What is the value of a friendship? Why does it hurt when we lose one? How does parental nurturance affect us throughout our lives? What happens when we meditate or pray? How do such relationships and practices affect our health? Such topics have long been the domain of poets, priests, and philosophers rather than scientists, but it is becoming increasingly possible to study such questions with scientific methods.
And these are the questions that drive my research, which examines how social bonds affect physical health and psychological well-being. More specifically, research in this laboratory aims to identify the specific chemical, neural, and psychological pathways by which social relationships impact indices of health and health outcomes.

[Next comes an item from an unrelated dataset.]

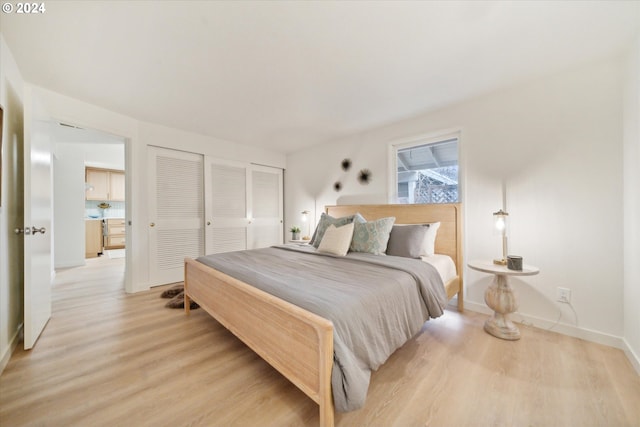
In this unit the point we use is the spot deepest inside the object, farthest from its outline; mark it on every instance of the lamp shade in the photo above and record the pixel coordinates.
(500, 227)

Much of this research stems from social sensitivity theory (Way and Gurbaxani, 2008; Way and Taylor, 2010), which hypothesizes that the same physiological pathways that affect sensitivity to negative social experiences also affect sensitivity to positive social experiences. The mechanisms underlying social sensitivity are being examined across multiple paradigms, including laboratory experiences of social rejection, aggression, and social evaluative threat (e.g. public speaking stress) as well as the formation of friendships and romantic relationships. These processes are being examined using a combination of neuroimaging, pharmacological, and genetic methods. Improved understanding of the physiological substrates of social experiences will provide insight into the means by which social variables activate health relevant pathways such as the immune system and stress axis.
As this research emphasizes the importance of environmental variables for health, a related line of research examines the role of meditation and related spiritual practices upon improving well-being.